The U.S. Equal Employment Opportunity Commission sued iTutorGroup last year, claiming it programmed its hiring platform to automatically reject female applicants age 55 or older and male applicants age 60 or older. The software rejected more than 200 tutor applicants on these bases, according to EEOC.

In the agency’s complaint, it said an applicant applied for a job using her real birth date and was immediately rejected. She reapplied about a day later with identical information but used a more recent date of birth and was offered an interview.

In the settlement agreement, iTutorGroup denied the allegations and said it specifically disputes the claim that its tutors are employees covered by the ADEA. Instead, they were independent contractors, it said.

The agreement requires the company to post notice about the settlement, devise non-discrimination and complaint policies, train its managers, and submit reports to the EEOC, in addition to the monetary relief.
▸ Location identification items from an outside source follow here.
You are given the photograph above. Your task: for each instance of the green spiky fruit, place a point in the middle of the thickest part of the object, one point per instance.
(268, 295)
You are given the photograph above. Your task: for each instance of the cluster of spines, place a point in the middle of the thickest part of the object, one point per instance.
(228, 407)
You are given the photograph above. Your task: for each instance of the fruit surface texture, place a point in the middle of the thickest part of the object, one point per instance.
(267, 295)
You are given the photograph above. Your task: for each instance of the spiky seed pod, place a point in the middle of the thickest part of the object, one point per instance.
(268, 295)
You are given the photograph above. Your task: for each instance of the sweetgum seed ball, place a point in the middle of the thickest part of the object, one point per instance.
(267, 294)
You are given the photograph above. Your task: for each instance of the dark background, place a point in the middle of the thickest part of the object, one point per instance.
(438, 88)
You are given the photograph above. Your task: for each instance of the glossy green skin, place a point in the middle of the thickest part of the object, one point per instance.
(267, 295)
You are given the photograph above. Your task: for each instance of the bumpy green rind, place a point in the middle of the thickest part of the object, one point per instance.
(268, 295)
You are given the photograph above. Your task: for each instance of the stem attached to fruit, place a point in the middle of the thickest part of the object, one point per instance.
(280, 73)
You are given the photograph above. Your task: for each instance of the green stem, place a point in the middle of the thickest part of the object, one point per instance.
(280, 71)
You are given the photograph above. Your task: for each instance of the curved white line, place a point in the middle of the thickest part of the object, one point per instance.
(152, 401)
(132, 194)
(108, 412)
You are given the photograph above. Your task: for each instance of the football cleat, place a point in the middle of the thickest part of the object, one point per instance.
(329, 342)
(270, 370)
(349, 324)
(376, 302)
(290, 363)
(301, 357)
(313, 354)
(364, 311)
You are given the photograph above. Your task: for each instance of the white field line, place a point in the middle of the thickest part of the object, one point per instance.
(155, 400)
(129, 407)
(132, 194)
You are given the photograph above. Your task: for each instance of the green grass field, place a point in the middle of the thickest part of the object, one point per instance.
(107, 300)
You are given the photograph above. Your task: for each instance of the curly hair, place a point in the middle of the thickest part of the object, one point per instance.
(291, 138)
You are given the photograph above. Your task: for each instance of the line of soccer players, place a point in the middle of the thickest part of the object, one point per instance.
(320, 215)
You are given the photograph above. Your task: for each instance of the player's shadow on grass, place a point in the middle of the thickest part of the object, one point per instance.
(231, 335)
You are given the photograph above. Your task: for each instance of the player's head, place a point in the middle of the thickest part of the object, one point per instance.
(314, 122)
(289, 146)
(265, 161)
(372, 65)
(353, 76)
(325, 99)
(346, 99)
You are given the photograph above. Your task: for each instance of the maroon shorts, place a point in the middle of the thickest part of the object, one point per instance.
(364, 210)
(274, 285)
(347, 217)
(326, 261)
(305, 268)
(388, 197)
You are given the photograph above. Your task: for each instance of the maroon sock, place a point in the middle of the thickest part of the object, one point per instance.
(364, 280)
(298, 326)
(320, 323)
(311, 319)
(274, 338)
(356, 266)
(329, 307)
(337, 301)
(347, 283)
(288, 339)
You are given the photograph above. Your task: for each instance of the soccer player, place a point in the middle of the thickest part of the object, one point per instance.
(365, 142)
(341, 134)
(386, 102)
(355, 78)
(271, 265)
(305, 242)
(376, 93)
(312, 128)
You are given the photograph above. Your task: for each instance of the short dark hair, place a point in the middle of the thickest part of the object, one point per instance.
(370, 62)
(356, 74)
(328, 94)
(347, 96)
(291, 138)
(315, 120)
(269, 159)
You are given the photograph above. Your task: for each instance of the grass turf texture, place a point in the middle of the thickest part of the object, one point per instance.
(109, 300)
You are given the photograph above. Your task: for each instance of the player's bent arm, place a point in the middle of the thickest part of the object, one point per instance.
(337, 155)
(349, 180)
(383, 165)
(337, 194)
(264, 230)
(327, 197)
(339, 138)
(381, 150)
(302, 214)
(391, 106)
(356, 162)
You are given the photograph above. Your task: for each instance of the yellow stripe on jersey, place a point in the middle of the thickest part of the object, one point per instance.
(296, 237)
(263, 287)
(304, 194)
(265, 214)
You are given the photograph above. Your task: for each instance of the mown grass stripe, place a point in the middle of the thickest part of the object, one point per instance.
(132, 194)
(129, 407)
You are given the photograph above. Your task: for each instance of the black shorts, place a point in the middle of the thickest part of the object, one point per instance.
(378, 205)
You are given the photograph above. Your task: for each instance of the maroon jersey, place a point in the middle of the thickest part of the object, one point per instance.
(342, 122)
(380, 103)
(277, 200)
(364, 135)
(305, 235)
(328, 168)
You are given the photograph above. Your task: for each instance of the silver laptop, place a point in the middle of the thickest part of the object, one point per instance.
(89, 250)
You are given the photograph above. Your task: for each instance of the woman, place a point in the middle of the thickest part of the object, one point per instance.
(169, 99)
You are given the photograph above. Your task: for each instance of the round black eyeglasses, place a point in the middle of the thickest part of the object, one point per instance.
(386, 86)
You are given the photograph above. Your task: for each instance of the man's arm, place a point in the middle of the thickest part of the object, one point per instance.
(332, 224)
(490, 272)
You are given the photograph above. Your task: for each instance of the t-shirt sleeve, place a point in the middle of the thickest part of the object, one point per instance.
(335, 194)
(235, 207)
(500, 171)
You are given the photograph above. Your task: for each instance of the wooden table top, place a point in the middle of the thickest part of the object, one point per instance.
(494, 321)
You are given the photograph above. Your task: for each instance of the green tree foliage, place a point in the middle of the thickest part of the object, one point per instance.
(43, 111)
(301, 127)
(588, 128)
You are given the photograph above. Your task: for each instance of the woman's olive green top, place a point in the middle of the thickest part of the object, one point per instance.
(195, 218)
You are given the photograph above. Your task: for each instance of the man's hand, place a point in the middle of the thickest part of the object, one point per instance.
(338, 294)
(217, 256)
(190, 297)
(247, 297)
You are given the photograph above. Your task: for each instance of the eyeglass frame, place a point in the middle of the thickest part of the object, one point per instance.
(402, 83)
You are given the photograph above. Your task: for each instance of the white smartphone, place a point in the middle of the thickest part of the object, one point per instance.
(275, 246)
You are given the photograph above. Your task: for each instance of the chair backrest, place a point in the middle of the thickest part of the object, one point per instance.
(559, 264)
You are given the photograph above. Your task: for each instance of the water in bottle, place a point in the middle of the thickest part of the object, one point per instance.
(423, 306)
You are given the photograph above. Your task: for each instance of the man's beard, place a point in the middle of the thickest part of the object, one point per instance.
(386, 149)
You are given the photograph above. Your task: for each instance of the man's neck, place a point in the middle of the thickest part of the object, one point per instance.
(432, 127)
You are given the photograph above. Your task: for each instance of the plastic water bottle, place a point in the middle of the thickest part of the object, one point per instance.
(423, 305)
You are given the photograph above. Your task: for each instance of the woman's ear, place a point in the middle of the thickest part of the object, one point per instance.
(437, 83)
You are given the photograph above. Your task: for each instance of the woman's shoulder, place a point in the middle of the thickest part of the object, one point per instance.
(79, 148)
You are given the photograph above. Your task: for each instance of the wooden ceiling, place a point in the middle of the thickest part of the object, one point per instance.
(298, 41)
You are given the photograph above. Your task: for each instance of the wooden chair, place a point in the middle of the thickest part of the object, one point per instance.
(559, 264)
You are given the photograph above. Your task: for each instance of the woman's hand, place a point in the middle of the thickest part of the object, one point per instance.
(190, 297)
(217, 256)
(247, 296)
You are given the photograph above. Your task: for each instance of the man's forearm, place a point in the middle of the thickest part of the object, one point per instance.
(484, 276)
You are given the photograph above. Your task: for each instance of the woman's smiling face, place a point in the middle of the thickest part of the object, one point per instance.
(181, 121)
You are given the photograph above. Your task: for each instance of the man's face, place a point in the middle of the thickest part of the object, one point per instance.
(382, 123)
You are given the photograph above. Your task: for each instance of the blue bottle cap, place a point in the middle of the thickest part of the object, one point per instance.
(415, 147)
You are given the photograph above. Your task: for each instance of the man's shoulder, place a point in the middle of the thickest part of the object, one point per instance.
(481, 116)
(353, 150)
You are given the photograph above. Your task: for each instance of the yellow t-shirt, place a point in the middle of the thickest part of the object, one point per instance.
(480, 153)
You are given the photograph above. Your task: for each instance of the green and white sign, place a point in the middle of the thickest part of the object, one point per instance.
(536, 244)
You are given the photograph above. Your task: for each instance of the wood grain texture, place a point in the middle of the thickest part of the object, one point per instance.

EEOC cautions against bias in AI, algorithmic tools

The EEOC has in recent months cautioned employers about such screening tools.

As alleged in the iTutorGroup lawsuit, AI and algorithmic tools may perpetuate age and sex bias, stakeholders told the agency during a listening session last year; the same goes for race discrimination, they said.

The commission has similarly warned employers that the tools could screen out workers with disabilities — not only because of algorithms but also due to inaccessibility. 

Employers should conduct an ongoing self-analysis to determine whether they are using technology in a way that could result in discrimination, the agency’s chair, Charlotte A. Burrows, said in a May statement announcing a technical assistance document addressing potential bias in software, algorithms and AI employment tools. The guide cautioned employers that they may be liable for discrimination caused by such tools, even if they weren’t involved in the design.

That means HR pros should at least ask vendors whether a tool has been evaluated and whether it selects individuals from protected classes at a lower rate than others, EEOC said. “Further, if the vendor is incorrect about its own assessment and the tool does result in either disparate impact discrimination or disparate treatment discrimination, the employer could still be liable,” it cautioned.